Handling Duplicate Data RecordsLocate this document in the navigation structure

Use

DataSources for texts or attributes can transfer several data records with the same key into BW in one request. Whether the DataSource transfers multiple data records with the same key within one request is a property of the DataSource. If you want to transfer multiple data records with the same key (also known as duplicate data records) to BW more than once within a request, this could be specific to an application, in which case it is not an error. The BW provides functions that can deal with such an ambiguity when handling duplicate data records.

Features

In a dataflow that is modeled using a transformation, you can work with duplicate data records for time-dependent and time-independent attributes and texts.

If you are updating attributes or texts from a DataSource to an InfoObject using a data transfer process (DTP), you can go to the Update tab page in the DTP maintenance and set the Handle Duplicate Record Keys indicator to specify how data records with the same record key are handled.

This indicator is not set by default.

If this indicator is not set, data records that have the same key are written to the error stack of the DTP.

If you set the indicator, data records with the same key are handled as follows:

  • Time-independent data:

    If data records have the same key, the last data record in the data package is interpreted as being valid and is updated to the target.

  • Time-dependent data:

    If data records have the same key, the system calculates new time intervals for the data record values based on the overlapping time intervals and the sequence of the data records. The prime criteria is the interval of the last data record; the intervals of the previous data records are corrected accordingly.

    Example

    Data record 1 is valid from 01.01.2006 to 31.12.2006

    Data record 2 with the same key is valid from 01.07.2006 to 31.12.2007

    When handling duplicate data records, the system corrects the time interval for data record 1 to 01.01.2006 to 30.06.2006, because from 01.07.2006 onwards, the next data record in the data package (data record 2) is valid.

    Caution

    If you set the indicator for time-dependent data, note the following:

    The semantic key in the DTP (semantic grouping) specifies the structure of the data packages that are read from the DataSource. Therefore, the field of the data source that contains the DATETO information may not be contained in the semantic key of the DTP. Data records with the same key are otherwise sorted incorrectly, and the validity periods are calculated incorrectly.

Example

You have two data records with the same key within one data package.

In the following figure, DATETO is not an element of the semantic key:

In the data package, the data records are sorted in the sequence data record 1, data record 2. In this case, the time interval for data record 1 is corrected:

Data record 1 is valid from 1.1.2002 to 31.12.2006.

Data record 2 is valid from 1.1.2000 to 31.12.2001.

In the following figure, DATETO is an element of the semantic key:

If DATETO is an element of the key, the records are sorted by DATETO. In this case, the data record with the earliest date is put before the data record with the most recent date.
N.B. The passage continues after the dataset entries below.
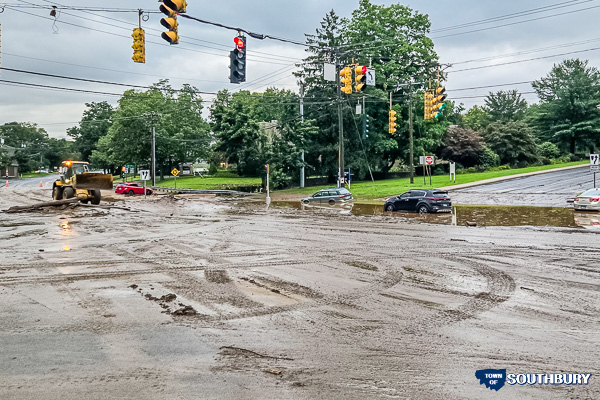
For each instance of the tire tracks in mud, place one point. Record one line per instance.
(500, 287)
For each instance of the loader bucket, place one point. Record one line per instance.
(93, 181)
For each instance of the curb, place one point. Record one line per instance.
(509, 177)
(199, 191)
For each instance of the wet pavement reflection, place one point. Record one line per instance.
(470, 215)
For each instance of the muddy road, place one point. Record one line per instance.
(192, 297)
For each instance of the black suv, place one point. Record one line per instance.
(329, 196)
(420, 200)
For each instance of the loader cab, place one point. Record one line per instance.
(70, 168)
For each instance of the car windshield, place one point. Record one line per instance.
(591, 192)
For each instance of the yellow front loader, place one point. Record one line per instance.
(76, 181)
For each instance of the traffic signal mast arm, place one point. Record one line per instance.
(346, 80)
(171, 8)
(392, 122)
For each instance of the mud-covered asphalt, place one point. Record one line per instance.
(192, 297)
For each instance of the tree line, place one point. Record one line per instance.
(248, 130)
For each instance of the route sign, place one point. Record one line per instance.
(370, 77)
(594, 163)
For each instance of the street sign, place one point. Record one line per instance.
(370, 77)
(594, 163)
(329, 72)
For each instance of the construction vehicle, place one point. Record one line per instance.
(76, 181)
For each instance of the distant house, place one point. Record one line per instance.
(12, 171)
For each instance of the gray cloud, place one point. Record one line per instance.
(99, 49)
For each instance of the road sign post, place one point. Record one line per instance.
(175, 172)
(594, 165)
(144, 176)
(268, 197)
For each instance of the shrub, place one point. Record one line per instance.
(548, 150)
(489, 159)
(279, 180)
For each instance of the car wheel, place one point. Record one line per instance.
(96, 197)
(57, 193)
(68, 192)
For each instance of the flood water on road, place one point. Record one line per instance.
(471, 215)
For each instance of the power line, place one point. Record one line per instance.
(514, 15)
(520, 61)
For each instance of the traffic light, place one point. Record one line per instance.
(438, 102)
(428, 106)
(170, 22)
(346, 80)
(176, 5)
(139, 45)
(360, 78)
(392, 122)
(238, 61)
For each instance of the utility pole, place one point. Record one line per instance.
(341, 124)
(410, 134)
(153, 156)
(302, 119)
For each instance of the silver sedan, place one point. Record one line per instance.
(588, 200)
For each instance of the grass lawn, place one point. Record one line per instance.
(363, 191)
(367, 190)
(222, 180)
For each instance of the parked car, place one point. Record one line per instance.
(132, 188)
(588, 200)
(329, 196)
(420, 200)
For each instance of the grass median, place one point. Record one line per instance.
(364, 191)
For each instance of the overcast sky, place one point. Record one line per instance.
(520, 42)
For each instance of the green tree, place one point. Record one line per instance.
(30, 142)
(238, 134)
(504, 106)
(567, 113)
(182, 135)
(476, 118)
(462, 145)
(93, 125)
(513, 141)
(394, 40)
(5, 159)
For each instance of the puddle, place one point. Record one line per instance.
(471, 215)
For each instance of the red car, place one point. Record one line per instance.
(132, 188)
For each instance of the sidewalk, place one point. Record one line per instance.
(506, 178)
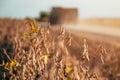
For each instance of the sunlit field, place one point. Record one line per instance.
(31, 51)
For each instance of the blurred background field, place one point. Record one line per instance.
(92, 28)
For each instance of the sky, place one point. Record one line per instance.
(87, 8)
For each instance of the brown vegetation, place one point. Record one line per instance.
(34, 52)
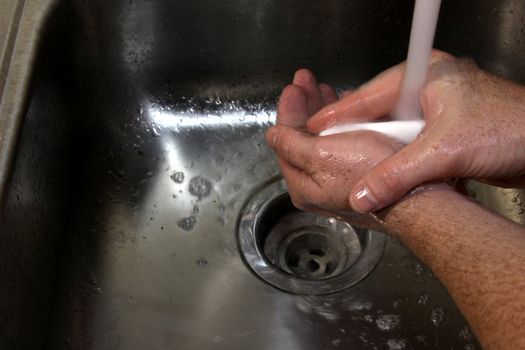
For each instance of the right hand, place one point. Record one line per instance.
(475, 128)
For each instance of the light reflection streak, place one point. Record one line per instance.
(180, 120)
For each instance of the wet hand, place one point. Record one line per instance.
(320, 171)
(475, 128)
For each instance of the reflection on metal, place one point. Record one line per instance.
(109, 109)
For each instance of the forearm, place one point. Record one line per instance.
(478, 255)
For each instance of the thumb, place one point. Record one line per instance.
(392, 178)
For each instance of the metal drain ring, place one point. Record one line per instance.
(252, 248)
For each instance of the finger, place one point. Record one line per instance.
(292, 110)
(328, 94)
(305, 79)
(371, 101)
(392, 178)
(293, 146)
(300, 185)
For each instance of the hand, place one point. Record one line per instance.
(320, 171)
(475, 127)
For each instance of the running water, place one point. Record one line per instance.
(407, 114)
(424, 25)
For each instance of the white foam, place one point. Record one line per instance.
(403, 131)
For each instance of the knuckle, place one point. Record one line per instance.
(390, 181)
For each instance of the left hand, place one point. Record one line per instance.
(321, 171)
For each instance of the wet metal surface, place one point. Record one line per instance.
(135, 137)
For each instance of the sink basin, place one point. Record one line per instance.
(132, 141)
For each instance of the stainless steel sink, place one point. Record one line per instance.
(132, 143)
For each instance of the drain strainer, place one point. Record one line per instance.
(300, 252)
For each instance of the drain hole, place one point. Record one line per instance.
(313, 266)
(293, 261)
(317, 252)
(329, 268)
(303, 244)
(301, 252)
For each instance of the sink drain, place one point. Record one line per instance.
(301, 252)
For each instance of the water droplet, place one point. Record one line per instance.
(359, 306)
(336, 342)
(178, 177)
(188, 223)
(437, 316)
(423, 299)
(387, 323)
(202, 262)
(199, 187)
(217, 339)
(396, 344)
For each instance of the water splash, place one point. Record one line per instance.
(200, 187)
(387, 323)
(437, 316)
(188, 223)
(178, 177)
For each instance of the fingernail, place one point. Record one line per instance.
(364, 201)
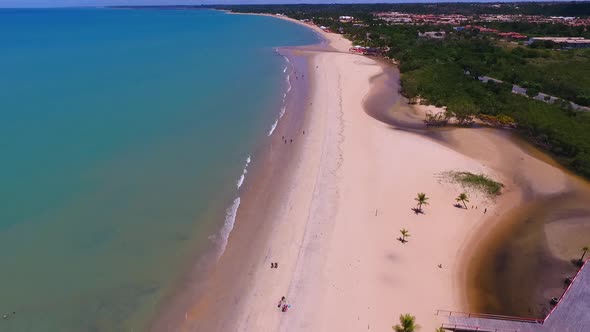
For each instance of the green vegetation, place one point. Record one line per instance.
(444, 72)
(422, 200)
(405, 234)
(407, 323)
(462, 198)
(477, 181)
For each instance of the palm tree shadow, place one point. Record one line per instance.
(418, 211)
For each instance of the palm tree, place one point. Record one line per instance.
(585, 249)
(405, 234)
(407, 323)
(422, 200)
(462, 198)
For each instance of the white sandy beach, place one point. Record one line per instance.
(340, 265)
(335, 232)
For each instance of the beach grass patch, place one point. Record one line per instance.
(478, 181)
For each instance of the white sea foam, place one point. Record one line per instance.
(288, 83)
(273, 127)
(240, 181)
(228, 225)
(244, 172)
(283, 109)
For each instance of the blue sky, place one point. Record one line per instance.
(76, 3)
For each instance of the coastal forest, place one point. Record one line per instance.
(446, 71)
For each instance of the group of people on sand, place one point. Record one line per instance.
(283, 305)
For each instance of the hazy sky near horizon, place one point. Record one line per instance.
(78, 3)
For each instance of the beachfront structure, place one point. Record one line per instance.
(345, 19)
(432, 34)
(568, 42)
(571, 313)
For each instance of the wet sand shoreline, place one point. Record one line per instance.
(243, 275)
(502, 253)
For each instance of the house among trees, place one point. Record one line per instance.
(432, 34)
(345, 19)
(564, 42)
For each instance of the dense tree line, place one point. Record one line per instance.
(444, 72)
(573, 8)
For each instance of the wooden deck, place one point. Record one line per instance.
(571, 314)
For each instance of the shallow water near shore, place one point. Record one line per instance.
(522, 262)
(125, 136)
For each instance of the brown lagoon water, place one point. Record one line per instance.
(522, 262)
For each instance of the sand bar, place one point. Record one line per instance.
(333, 222)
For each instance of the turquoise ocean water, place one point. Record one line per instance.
(123, 134)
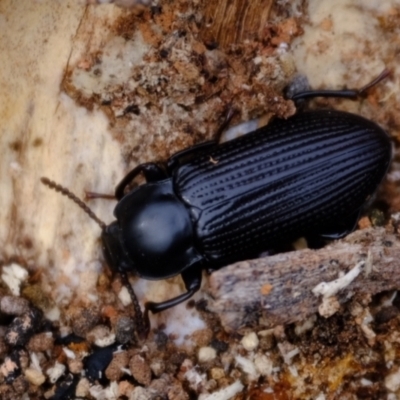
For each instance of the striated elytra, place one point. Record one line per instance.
(214, 204)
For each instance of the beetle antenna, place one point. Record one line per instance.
(142, 325)
(65, 192)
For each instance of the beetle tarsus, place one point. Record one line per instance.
(151, 171)
(94, 195)
(142, 323)
(352, 94)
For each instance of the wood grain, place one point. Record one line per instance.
(278, 289)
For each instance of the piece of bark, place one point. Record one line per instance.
(283, 288)
(232, 22)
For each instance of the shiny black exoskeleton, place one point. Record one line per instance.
(215, 204)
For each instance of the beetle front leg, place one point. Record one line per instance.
(151, 171)
(192, 279)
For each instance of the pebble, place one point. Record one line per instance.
(23, 327)
(206, 354)
(41, 342)
(158, 367)
(140, 370)
(217, 373)
(82, 388)
(55, 372)
(13, 305)
(34, 376)
(392, 381)
(114, 371)
(250, 341)
(124, 330)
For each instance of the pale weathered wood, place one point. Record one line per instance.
(277, 290)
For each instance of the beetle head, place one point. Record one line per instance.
(153, 235)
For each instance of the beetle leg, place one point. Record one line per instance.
(176, 159)
(352, 94)
(151, 171)
(192, 279)
(347, 226)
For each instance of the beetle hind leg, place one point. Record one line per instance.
(345, 227)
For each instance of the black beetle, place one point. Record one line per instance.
(214, 204)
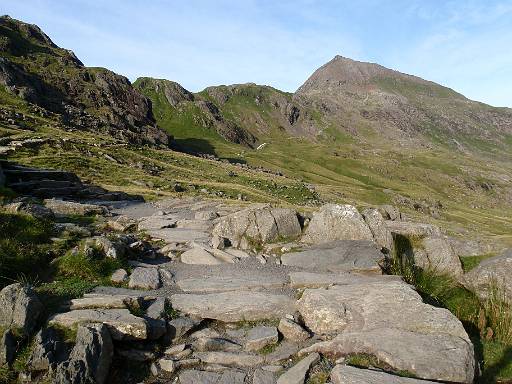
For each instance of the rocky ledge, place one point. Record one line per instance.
(253, 294)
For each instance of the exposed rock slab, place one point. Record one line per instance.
(341, 255)
(120, 322)
(259, 223)
(234, 306)
(179, 235)
(345, 374)
(19, 308)
(62, 207)
(145, 278)
(390, 321)
(231, 281)
(297, 373)
(90, 358)
(229, 359)
(318, 280)
(411, 229)
(336, 222)
(260, 337)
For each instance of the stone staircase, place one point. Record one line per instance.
(49, 183)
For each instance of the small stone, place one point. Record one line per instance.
(260, 337)
(119, 276)
(145, 278)
(297, 373)
(180, 326)
(261, 376)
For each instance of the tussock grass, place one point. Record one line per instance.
(25, 247)
(487, 322)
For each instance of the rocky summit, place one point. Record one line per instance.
(354, 231)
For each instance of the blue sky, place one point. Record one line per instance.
(466, 45)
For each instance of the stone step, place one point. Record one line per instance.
(29, 174)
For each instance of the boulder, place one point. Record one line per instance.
(430, 253)
(48, 350)
(145, 278)
(381, 234)
(427, 341)
(492, 276)
(345, 374)
(89, 361)
(234, 306)
(337, 222)
(283, 352)
(62, 207)
(338, 256)
(7, 348)
(120, 322)
(260, 337)
(258, 224)
(19, 308)
(297, 373)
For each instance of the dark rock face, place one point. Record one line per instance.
(35, 69)
(49, 183)
(19, 308)
(90, 359)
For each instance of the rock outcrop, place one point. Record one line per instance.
(20, 308)
(337, 222)
(492, 277)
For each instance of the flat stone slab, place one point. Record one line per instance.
(345, 374)
(231, 281)
(121, 323)
(297, 373)
(230, 359)
(408, 229)
(336, 256)
(179, 235)
(101, 302)
(318, 280)
(389, 320)
(230, 376)
(234, 306)
(145, 278)
(156, 223)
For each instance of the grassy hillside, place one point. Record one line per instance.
(471, 189)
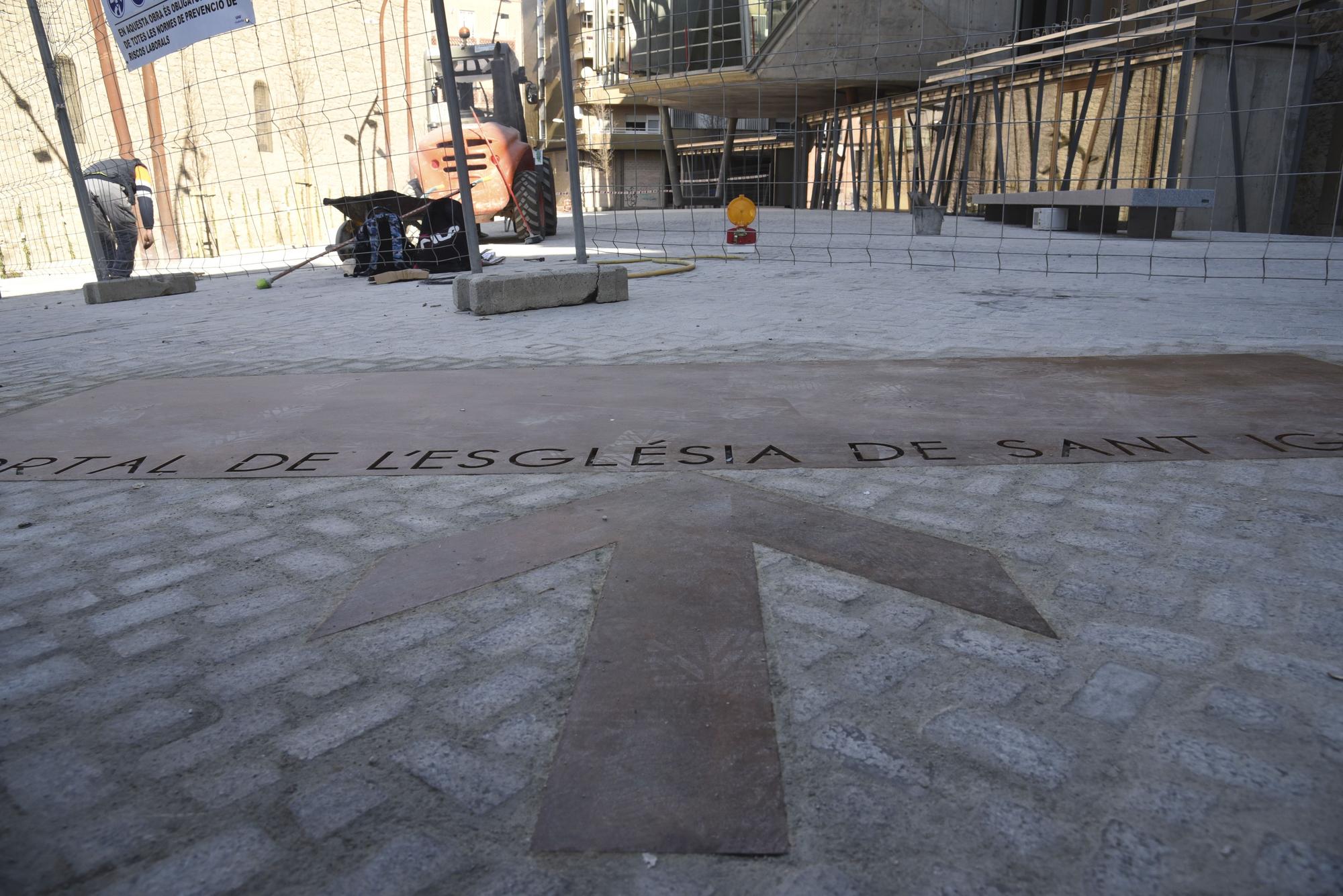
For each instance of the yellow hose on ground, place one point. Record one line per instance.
(684, 264)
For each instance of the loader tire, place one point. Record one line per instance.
(549, 208)
(528, 217)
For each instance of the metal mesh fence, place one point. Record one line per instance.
(1192, 138)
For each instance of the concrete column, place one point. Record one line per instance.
(729, 138)
(669, 154)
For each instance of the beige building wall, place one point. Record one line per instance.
(260, 125)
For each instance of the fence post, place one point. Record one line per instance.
(571, 140)
(68, 141)
(455, 113)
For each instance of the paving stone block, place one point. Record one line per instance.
(1293, 868)
(143, 611)
(44, 677)
(104, 840)
(139, 287)
(824, 620)
(1230, 766)
(220, 788)
(214, 866)
(147, 719)
(57, 780)
(1172, 803)
(408, 864)
(1129, 862)
(475, 781)
(144, 640)
(1235, 605)
(259, 673)
(335, 803)
(1115, 694)
(1024, 830)
(1003, 745)
(477, 702)
(218, 740)
(1158, 644)
(1294, 667)
(1244, 710)
(1015, 652)
(863, 750)
(163, 579)
(319, 683)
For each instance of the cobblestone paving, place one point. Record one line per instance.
(166, 725)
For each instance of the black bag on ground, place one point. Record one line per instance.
(443, 243)
(381, 244)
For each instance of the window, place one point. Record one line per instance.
(651, 123)
(69, 81)
(263, 118)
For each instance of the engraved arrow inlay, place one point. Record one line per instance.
(669, 745)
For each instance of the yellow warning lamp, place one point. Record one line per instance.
(742, 211)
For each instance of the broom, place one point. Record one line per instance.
(267, 282)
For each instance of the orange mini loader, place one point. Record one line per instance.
(498, 153)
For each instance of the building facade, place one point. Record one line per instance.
(246, 133)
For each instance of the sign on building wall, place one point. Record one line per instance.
(148, 30)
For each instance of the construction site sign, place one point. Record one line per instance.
(148, 30)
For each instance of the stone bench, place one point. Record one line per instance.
(1152, 212)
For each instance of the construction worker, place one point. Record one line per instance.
(123, 203)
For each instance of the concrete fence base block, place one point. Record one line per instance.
(139, 287)
(504, 291)
(613, 283)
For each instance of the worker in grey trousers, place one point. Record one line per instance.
(123, 200)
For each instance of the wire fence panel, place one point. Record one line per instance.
(1177, 138)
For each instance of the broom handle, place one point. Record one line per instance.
(340, 246)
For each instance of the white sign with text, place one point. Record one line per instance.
(148, 30)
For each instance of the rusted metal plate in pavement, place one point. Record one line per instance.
(669, 741)
(687, 416)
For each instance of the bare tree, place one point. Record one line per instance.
(601, 157)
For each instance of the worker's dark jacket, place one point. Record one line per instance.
(132, 176)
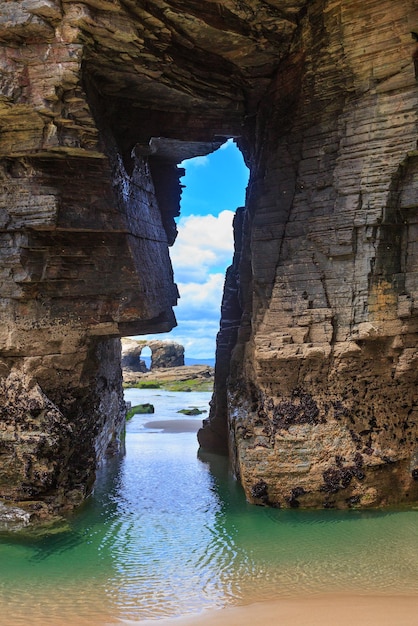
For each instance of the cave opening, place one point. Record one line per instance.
(213, 188)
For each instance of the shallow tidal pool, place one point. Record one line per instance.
(167, 532)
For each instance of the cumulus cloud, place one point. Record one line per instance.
(195, 162)
(200, 256)
(204, 245)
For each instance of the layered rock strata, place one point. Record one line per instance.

In the data package, the data records are sorted in the sequence data record 2, data record 1. In this case, the time interval for data record 2 is corrected:

Data record 2 is valid from 1.1.2000 to 31.12.2000.

Data record 1 is valid from 1.1.2001 to 31.12.2006.

Note

You can specify how data records with the same key within a request are handled independently of whether the setting that allows DataSources to deliver data records that potentially have the same key has been made. This is useful if the setting was not made for the DataSource, but the system knows from other sources that data records with the same key are transferred (for example, when flat files are loaded).